Attention Ernie Els: It may be time for you to pick up a Cleveland Golf putter, specifically a Cleveland Classic “Almost Belly” putter.
You may recall that Els famously called for a ban on the belly putter while still using one. In other words, he is deeply conflicted on the matter, as is much of the golf world.
Indeed, there is a growing chorus of folks who want to rid professional golf of the belly putter, even while golfers like Els, Keegan Bradley and many others have made the belly putter an instrumental part of their success. The main sticking point is the fact that belly putters are anchored to the body, which many believe is an unfair advantage and inconsistent with the definition of a true golfing move.
Into this picture steps the Cleveland “Almost Belly,” which boasts belly putter attributes without actually being anchored to the gut. In other words, at 39 inches in length, it’s longer than a traditional putter, but shorter than a belly putter.
In the words of Cleveland Golf, “This length does allow golfers to anchor the putter to their body, but this putter was specifically designed to provide belly-style stability and consistency without anchoring…This is achieved thanks to weight distribution. The Almost Belly features a 400-gram head along with 21-inch large diameter grip, creating a balance that can be felt throughout the putting stroke. This balance inspires confidence from the moment the first putt is rolled.”
As such, the putter is essentially immune to any future sanctions regarding anchoring the club to the body. To borrow a line from the Guinness beer commercials: “Brilliant!”

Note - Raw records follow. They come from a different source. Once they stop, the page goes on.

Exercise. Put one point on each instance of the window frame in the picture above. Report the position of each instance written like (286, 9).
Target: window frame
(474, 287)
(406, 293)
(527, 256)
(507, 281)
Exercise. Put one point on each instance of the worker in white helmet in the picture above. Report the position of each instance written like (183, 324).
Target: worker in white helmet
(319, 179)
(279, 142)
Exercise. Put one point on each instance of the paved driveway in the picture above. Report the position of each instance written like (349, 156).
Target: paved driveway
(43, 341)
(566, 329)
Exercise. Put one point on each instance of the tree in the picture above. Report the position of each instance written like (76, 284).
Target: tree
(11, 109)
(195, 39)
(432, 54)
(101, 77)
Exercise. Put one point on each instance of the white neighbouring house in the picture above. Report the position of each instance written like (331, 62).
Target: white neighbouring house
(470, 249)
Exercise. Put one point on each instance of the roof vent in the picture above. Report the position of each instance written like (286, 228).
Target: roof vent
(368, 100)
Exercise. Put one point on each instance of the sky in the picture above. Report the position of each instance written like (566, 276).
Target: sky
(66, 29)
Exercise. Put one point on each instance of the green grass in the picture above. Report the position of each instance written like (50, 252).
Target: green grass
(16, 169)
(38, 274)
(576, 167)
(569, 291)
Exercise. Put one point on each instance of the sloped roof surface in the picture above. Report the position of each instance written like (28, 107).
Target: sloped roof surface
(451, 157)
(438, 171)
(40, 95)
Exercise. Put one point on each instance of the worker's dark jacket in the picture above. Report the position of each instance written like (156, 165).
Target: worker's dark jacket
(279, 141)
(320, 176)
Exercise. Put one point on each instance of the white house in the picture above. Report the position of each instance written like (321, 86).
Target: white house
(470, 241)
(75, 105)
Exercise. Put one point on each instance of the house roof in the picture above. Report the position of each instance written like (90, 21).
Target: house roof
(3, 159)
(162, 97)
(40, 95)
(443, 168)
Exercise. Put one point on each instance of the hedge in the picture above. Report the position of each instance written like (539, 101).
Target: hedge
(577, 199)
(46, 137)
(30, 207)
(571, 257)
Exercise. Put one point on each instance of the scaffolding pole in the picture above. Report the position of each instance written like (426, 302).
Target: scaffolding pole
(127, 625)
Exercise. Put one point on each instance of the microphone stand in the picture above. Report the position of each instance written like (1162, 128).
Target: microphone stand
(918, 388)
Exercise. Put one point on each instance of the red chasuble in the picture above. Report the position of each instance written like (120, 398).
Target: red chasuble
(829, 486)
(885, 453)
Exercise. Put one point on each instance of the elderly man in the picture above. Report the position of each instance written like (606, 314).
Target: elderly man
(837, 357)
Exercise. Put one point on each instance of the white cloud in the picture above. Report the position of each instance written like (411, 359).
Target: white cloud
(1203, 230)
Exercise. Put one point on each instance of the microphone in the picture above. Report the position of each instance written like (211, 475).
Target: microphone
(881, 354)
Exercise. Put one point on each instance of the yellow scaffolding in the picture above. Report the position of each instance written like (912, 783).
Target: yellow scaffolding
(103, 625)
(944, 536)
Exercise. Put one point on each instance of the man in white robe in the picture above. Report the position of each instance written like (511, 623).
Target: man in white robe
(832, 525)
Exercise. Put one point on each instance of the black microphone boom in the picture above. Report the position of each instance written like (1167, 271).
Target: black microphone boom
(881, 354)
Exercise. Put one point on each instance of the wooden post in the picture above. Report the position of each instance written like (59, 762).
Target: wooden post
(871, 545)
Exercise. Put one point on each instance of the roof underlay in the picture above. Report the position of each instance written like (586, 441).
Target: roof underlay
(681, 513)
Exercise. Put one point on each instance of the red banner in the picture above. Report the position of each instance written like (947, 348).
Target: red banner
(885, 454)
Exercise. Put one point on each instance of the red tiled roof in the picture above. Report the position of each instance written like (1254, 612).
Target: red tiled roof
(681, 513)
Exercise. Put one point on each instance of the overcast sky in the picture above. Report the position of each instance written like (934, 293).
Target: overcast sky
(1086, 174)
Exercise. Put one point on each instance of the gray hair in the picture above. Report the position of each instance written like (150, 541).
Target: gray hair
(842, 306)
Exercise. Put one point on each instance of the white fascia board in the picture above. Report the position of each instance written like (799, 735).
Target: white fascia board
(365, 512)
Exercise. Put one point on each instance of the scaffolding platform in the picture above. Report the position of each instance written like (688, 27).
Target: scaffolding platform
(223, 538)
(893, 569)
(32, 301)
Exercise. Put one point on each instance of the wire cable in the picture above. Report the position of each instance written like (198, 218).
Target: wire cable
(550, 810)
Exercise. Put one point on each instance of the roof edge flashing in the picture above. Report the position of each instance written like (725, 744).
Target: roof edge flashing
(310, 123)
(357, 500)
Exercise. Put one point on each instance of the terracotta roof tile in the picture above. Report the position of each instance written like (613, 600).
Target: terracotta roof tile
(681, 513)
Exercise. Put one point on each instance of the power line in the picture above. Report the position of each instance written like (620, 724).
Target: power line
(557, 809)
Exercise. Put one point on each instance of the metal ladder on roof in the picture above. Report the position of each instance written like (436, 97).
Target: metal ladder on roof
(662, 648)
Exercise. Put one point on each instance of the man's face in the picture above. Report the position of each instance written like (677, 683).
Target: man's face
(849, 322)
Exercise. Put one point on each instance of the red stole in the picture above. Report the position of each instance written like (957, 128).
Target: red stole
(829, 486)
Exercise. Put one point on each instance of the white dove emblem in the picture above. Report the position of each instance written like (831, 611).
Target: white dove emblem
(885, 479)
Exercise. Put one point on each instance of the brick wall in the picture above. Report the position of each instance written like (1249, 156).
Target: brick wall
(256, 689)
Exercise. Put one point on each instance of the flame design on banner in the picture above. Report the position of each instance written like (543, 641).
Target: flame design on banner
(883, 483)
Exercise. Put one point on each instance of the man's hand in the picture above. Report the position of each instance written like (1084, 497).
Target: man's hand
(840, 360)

We have tried the Almost Belly putter and found it to offer a lot of bang for the buck for $130. The Almost Belly may not be for everyone (no putter is), but it does present an intriguing new option to golfers, as well as a safeguard against a belly putter ban. In fact, Angel Cabrera has effectively used his own “almost belly” configuration with great success on tour.
The bottom line is that there is more than one way to sink a putt. The idea of loading the head with extra weight, then counterbalancing it with a heavy belly grip on a longer shaft, makes plenty of sense, even if you stop just short of anchoring it to your body. Just ask Angel Cabrera…or maybe Ernie Els.